Matching Feature Descriptors
After computing the features for each image, we need to find pairs of features that look similar and are thus likely to be good matches. I matched features between two sets of descriptors using the Lowe's ratio test with various thresholds and found that if the threshold was too low such as 0.2 it would produce a very blurred image. However, if the threshold was set higher to 0.9, it produced a much nicer mosaic with less blur. Below I will attach an image of feature matching on the ANMS points with a threshold of 0.2 and 0.9.
RANSAC Homography
In order to compute the homography I used the 4-point RANSAC algorithm discussed in lecture. In this algorithm I randomly sample 4 pairs of points, and compute the homography for these points. I then store the inliers for each computed homography in a list. After I iterate through the points, I keep the homography that produces the most inliers. The goal is to find the majority transformation.
Mosaic 2.0
After we compute the homography using the RANSAC algorithm, we can use the same image warp and mosaicing function from part A to produce the final mosaic and compare with the manual correspondence points approach.

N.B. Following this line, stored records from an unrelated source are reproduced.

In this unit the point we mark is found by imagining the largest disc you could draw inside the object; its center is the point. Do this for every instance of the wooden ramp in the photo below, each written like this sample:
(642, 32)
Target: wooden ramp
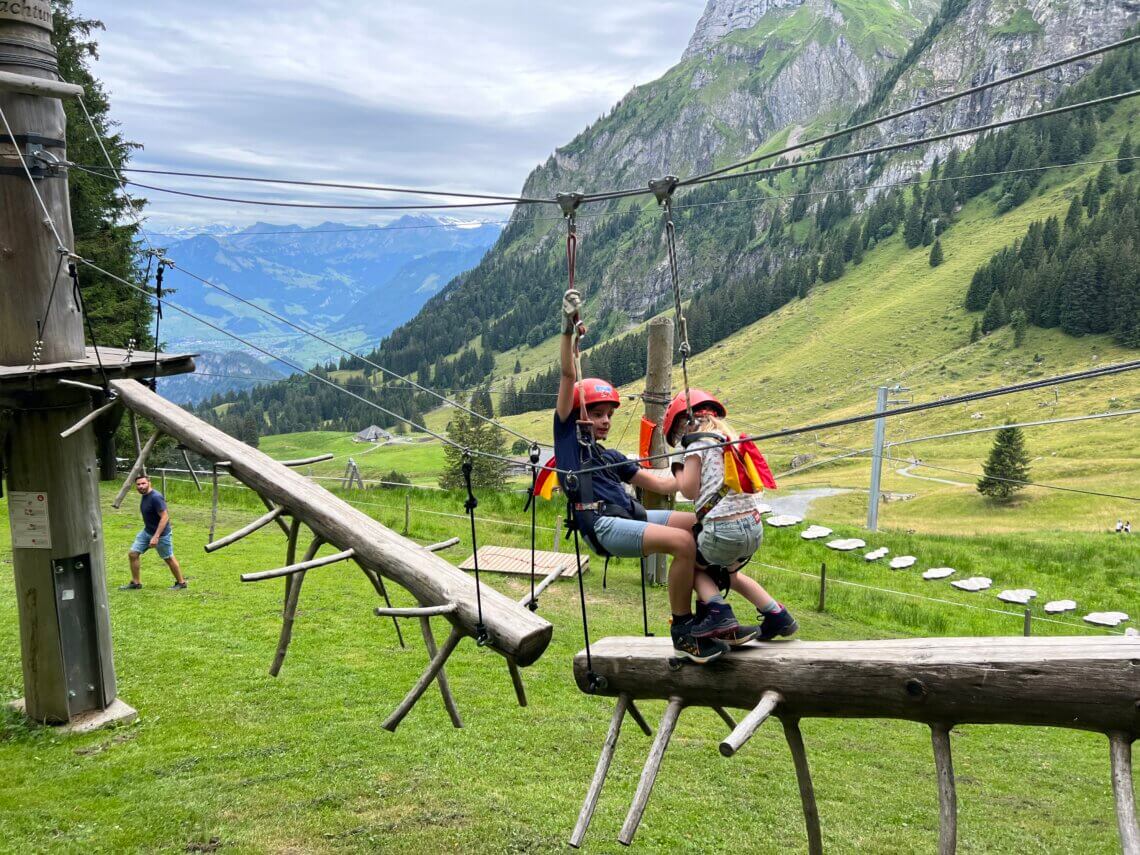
(511, 560)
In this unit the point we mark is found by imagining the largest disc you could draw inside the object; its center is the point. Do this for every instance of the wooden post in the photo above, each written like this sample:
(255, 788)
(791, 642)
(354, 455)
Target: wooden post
(603, 767)
(213, 501)
(804, 779)
(53, 483)
(947, 797)
(658, 389)
(1121, 751)
(649, 774)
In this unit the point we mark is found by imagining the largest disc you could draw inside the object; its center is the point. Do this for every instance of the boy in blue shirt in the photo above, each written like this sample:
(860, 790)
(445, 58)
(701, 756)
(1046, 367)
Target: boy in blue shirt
(612, 522)
(156, 534)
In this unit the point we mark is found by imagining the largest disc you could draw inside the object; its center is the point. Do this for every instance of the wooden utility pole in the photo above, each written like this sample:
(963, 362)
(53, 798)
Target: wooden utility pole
(658, 391)
(51, 481)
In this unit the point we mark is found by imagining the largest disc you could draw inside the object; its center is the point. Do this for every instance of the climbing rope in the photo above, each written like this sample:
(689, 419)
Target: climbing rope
(593, 681)
(471, 504)
(157, 317)
(534, 511)
(78, 295)
(662, 189)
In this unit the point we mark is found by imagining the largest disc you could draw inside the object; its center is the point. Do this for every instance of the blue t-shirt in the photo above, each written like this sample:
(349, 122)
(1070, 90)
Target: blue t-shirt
(152, 506)
(608, 482)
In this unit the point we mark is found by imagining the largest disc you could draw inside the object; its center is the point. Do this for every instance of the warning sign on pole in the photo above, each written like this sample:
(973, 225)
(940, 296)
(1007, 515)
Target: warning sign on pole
(29, 515)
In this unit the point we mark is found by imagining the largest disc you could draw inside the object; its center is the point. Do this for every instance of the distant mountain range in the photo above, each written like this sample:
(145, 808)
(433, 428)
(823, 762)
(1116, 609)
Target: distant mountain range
(353, 283)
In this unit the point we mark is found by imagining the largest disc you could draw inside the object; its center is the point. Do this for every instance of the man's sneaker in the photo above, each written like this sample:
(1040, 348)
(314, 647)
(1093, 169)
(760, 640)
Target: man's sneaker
(775, 624)
(717, 621)
(697, 650)
(741, 635)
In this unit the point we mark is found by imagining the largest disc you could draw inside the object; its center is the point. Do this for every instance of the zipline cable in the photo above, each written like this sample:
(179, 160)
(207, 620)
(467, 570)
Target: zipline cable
(276, 357)
(345, 351)
(925, 105)
(330, 185)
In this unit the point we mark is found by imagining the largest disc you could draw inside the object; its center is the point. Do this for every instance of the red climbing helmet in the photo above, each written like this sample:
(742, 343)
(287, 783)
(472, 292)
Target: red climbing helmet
(596, 391)
(698, 399)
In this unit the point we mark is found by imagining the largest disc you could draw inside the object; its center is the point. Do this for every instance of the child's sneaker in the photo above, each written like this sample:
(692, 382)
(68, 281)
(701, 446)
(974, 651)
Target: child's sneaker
(697, 650)
(775, 624)
(718, 620)
(740, 636)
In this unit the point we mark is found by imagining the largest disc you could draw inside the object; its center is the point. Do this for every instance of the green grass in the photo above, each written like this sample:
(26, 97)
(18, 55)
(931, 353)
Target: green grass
(222, 752)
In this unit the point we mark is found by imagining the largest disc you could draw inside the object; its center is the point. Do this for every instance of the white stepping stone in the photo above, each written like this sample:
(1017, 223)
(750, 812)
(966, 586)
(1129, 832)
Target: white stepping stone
(938, 572)
(1022, 596)
(782, 520)
(974, 584)
(1106, 618)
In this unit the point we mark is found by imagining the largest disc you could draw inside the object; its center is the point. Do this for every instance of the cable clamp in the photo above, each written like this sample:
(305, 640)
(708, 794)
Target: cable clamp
(662, 188)
(569, 202)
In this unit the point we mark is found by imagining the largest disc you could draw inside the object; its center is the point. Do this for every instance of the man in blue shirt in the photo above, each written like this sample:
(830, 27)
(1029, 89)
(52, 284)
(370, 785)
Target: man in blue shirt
(156, 532)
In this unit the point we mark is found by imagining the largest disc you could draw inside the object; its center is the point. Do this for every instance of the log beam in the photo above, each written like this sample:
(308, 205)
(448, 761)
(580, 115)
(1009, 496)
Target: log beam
(512, 628)
(245, 531)
(1086, 683)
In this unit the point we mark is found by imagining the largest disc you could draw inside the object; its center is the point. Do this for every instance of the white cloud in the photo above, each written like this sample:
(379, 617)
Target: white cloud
(463, 96)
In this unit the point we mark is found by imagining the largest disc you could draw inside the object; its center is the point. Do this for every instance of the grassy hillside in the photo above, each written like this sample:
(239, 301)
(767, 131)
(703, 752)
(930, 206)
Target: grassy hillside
(227, 758)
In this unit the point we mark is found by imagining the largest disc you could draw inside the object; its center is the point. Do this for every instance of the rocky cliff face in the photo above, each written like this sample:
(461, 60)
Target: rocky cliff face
(992, 39)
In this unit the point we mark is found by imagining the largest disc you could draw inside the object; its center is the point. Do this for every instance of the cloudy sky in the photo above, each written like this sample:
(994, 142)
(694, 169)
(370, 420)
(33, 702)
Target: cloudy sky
(441, 95)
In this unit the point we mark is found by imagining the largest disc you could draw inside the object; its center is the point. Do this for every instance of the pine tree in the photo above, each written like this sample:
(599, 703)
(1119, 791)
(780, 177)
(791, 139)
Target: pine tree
(912, 229)
(995, 314)
(1007, 466)
(1124, 164)
(1075, 213)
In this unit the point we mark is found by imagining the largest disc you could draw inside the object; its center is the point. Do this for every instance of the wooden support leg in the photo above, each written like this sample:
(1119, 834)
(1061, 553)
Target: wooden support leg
(213, 504)
(602, 770)
(806, 790)
(377, 581)
(445, 689)
(520, 691)
(437, 664)
(1121, 748)
(947, 797)
(649, 774)
(292, 593)
(749, 725)
(726, 716)
(635, 714)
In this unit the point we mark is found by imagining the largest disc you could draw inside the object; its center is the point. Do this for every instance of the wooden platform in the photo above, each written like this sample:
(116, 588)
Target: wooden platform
(510, 560)
(22, 377)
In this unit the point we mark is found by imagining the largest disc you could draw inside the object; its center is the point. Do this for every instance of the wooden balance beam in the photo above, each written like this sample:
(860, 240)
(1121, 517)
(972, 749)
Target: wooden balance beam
(1089, 684)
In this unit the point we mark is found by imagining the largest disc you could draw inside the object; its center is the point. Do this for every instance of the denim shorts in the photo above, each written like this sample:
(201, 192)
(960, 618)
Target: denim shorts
(165, 547)
(623, 538)
(730, 542)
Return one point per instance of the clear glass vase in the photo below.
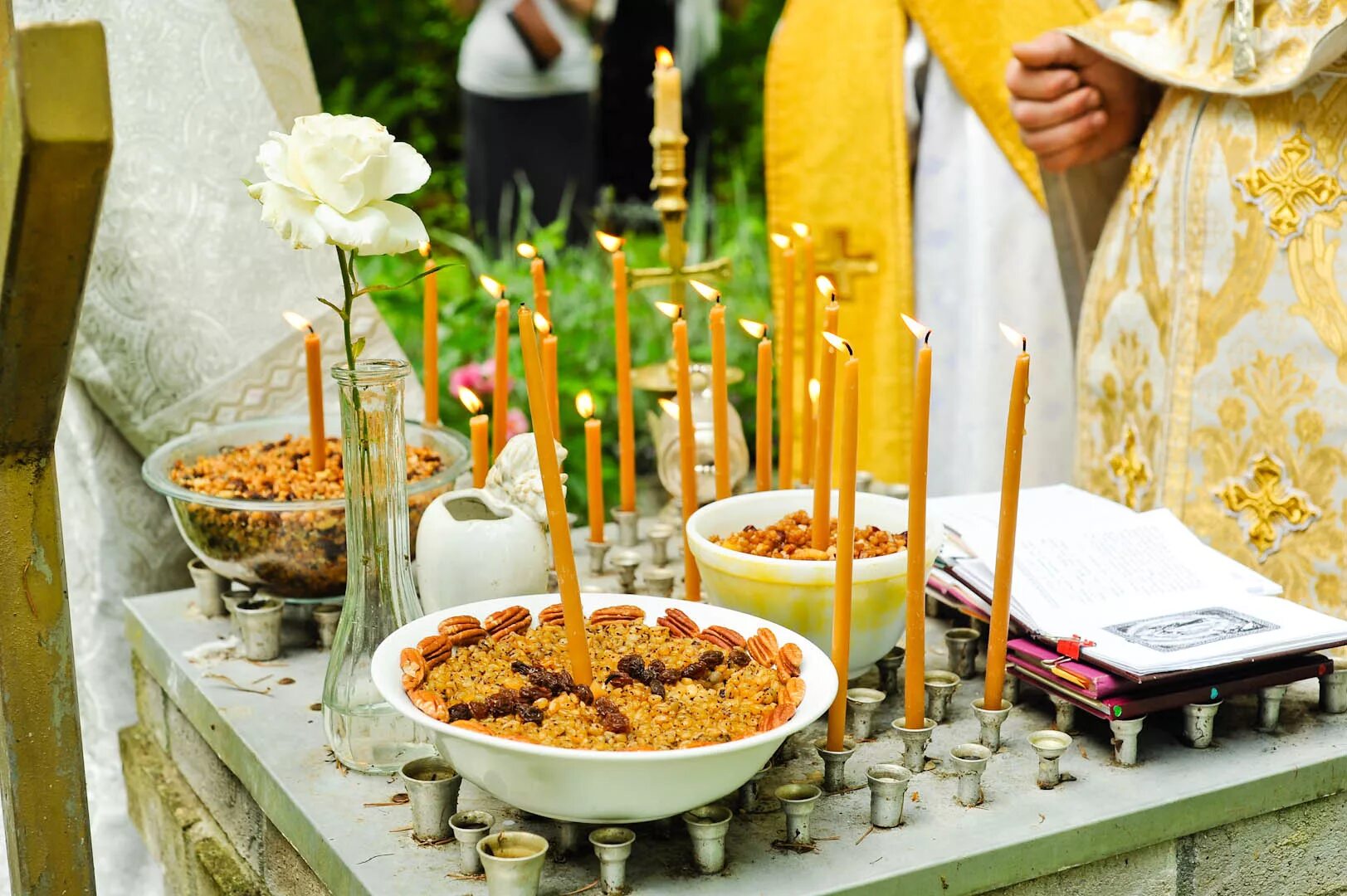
(364, 732)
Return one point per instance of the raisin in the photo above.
(633, 666)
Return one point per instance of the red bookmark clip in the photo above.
(1071, 645)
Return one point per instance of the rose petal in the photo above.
(290, 213)
(380, 228)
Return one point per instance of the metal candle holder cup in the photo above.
(990, 723)
(798, 803)
(1125, 733)
(888, 794)
(915, 742)
(259, 627)
(961, 645)
(613, 846)
(834, 763)
(940, 688)
(512, 861)
(1199, 723)
(707, 827)
(469, 827)
(862, 702)
(970, 760)
(889, 666)
(432, 787)
(1050, 745)
(210, 587)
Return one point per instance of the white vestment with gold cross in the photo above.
(1213, 348)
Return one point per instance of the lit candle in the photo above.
(811, 334)
(720, 390)
(668, 92)
(568, 580)
(430, 338)
(847, 537)
(687, 442)
(1005, 530)
(314, 368)
(786, 391)
(915, 663)
(823, 429)
(477, 426)
(500, 380)
(763, 455)
(554, 407)
(593, 464)
(622, 334)
(536, 270)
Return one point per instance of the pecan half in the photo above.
(763, 647)
(679, 623)
(508, 621)
(414, 667)
(620, 613)
(432, 704)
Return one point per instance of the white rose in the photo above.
(329, 181)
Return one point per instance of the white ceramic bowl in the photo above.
(799, 593)
(603, 786)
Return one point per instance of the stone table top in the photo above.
(343, 825)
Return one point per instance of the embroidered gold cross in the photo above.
(841, 265)
(1266, 507)
(1291, 186)
(1130, 466)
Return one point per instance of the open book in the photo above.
(1149, 595)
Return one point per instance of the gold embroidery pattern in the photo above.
(1265, 505)
(1291, 187)
(1130, 468)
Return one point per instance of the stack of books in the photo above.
(1126, 613)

Below I will attach the 4a results along with the newly computed mosaics.
Reflection
I really enjoyed working on this project and learning how to read and implement a research paper. I think my favorite part was figuring out how to compute the mosaic. From part A, I think the coolest part was computing the rectified images. I hand selected the corners and appropriate output grid and then to validate my warp function applied the warp to the computer and book image with their corresponding homographies. I also enjoyed the linear algebra applications with the homographies and solving the system of linear equations. From part B, I enjoyed reading the research paper, and translating the steps into my code. I think it is a great skill to practice and I plan to try it more it in the future.